Les routes de la Franciacorta, où l'on apprend le rythme de l'attente
La Franciacorta est un amphithéâtre arrondi de à peine 200 kilomètres. Ça peut sembler beaucoup, mais en proportion, c'est une poignée. Un vert géométrique régulier, quelques clochers et les rares hangars typiques des routes provinciales de toute l'Italie, embrassent de Brescia jusqu'à la rivière Oglio, tandis que les limites naturelles du lac d'Iseo au nord et du Mont Orfano au sud clôturent définitivement les discussions sur le fameux "combien de grande est la Franciacorta". En moins de deux heures, on la traverse complètement, elle est petite, en réalité. Et elle est magnifique.
Nous sommes des personnes qui prennent soin de quelque chose que nous devons transmettre aux nouvelles générations.
On dirait qu'on entre dans une bulle feutrée d'émerveillement dès que l'on quitte le gris des industries au bord de l'A4, et c'est comme si la respiration se débloquait après une séance de hatha yoga. Voler un jour sur le calendrier pour ralentir, se garer et compter tous les coquelicots qui peuplent les vignes, se perdant dans le violet fluide du couvert végétal et dans les travaux d'abeilles laborieuses entre les rangées de vigne, poignant autant qu'utile pour ne pas appauvrir le sol, un système récupéré de la sagesse du passé.
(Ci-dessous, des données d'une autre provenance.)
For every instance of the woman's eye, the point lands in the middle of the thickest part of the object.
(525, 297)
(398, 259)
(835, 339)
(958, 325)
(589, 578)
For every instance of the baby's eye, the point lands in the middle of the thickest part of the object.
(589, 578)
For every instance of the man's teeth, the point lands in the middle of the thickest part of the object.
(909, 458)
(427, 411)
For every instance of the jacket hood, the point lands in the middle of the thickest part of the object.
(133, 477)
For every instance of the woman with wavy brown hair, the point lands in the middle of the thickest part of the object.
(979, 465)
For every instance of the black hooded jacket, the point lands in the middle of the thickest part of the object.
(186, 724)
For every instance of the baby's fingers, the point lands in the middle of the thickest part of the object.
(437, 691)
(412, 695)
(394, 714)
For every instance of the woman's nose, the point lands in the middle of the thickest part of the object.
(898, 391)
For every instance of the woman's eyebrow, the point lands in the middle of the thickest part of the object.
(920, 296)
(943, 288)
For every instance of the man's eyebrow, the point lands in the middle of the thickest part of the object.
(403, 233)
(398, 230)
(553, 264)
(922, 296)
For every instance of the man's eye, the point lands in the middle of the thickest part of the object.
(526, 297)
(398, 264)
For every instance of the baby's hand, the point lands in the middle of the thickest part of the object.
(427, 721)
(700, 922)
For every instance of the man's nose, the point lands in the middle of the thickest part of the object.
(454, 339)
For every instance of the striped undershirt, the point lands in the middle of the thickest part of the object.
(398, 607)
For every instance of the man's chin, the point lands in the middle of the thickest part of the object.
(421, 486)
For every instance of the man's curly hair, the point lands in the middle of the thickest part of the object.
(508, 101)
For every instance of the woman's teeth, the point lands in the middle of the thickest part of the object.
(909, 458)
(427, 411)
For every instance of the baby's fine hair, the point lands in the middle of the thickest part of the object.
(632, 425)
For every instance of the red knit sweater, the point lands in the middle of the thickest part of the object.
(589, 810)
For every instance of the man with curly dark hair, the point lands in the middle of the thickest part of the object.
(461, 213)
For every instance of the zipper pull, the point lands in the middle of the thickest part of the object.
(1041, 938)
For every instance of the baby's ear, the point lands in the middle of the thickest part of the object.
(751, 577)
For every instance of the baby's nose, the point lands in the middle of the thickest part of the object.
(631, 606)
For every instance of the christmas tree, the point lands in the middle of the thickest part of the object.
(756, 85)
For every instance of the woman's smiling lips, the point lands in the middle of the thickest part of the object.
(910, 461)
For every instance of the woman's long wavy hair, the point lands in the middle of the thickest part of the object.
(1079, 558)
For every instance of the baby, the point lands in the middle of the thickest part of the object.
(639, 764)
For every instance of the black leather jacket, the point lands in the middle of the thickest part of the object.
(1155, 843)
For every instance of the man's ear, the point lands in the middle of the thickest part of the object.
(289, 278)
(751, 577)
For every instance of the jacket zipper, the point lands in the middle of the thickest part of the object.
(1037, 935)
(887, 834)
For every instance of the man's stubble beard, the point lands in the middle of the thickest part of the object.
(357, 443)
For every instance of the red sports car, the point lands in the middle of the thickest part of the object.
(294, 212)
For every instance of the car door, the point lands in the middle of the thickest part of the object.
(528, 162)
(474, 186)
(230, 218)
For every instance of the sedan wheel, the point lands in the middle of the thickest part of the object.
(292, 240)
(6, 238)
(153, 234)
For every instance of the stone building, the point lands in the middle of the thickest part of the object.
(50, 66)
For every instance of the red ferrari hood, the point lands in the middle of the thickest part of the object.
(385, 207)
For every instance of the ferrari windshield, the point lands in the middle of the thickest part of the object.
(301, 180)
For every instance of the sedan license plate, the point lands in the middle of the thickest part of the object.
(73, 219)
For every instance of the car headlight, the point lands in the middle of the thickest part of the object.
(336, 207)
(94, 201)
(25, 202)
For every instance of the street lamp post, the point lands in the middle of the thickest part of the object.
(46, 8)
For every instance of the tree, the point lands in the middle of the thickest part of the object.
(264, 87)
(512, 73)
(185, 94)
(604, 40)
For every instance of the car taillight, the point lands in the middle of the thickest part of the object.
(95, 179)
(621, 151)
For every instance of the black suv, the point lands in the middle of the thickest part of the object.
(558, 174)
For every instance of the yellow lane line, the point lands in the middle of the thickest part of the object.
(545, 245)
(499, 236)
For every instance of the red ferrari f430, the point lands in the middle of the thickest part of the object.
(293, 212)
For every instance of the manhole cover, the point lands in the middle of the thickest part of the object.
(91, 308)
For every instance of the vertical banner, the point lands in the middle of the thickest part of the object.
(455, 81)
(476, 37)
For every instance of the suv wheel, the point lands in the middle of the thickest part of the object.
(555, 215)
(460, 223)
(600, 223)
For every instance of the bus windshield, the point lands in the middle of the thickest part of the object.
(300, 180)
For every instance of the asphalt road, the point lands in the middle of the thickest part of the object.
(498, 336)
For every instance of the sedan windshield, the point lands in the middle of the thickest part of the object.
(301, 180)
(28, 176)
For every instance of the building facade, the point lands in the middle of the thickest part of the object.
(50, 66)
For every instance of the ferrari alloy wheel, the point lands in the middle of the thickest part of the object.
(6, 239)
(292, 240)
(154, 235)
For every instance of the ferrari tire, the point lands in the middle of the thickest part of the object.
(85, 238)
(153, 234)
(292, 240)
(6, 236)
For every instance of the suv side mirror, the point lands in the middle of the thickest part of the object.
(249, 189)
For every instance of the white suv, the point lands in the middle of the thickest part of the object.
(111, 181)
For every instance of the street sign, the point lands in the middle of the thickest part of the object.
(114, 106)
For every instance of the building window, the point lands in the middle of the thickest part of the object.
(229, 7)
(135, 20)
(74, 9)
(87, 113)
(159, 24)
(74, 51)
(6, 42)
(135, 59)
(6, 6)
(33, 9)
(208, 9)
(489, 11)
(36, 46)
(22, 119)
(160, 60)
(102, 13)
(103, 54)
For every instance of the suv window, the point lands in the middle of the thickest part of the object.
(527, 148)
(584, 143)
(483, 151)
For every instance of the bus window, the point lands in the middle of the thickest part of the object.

En Franciacorta, l'histoire se construit depuis 1277 "la date à laquelle on trouve pour la première fois l'inscription Franzacurta et l'on connaît les origines de ce territoire, de tradition monastique et agricole" précise Camilla Alberti, vigneronne et présidente de la Route de la Franciacorta. "Nous sommes des personnes qui prennent soin de quelque chose que nous devons transmettre aux nouvelles générations, en regardant vers l'avenir. Nous prenons soin des gens", tient-elle à préciser. Une pensée qui relie ce coin de terre au ciel, traversé par les cris des innombrables oiseaux volant au-dessus des extraordinaires Torbières du Sebino.
Chaque vendange me fait apprécier de plus en plus le territoire dans lequel je vis.
Les rangées régulières et feuillues des vignes s'entrelacent avec un paysage qui regarde le lac, la rivière, les châteaux et les monastères discrets au sommet des collines, absorbant dans les traditions séculaires de familles les coups de tête de ceux qui sont arrivés ici par choix. "Pour moi, aimer la Franciacorta, c'est aimer le bon vin et la bonne cuisine", admet Francesca Biondelli, franciacortine adoptée et propriétaire d'un domaine viticole boutique. "L'élément unique est la densité de l'offre : dans un petit morceau de terre relativement petit, il y en a pour tous les goûts. C'est assez rare dans son genre". Et c'est vrai : entre la douceur d'un yoga matinal sous les arbres, un long tour à vélo pour cartographier de temps en temps ses caves préférées, le plaisir d'une chevauchée entre les rangées au printemps, on peut apprendre à connaître la véritable beauté naturelle de la Franciacorta, l'accueil qui donne envie d'arrêter le temps et de s'arrêter là.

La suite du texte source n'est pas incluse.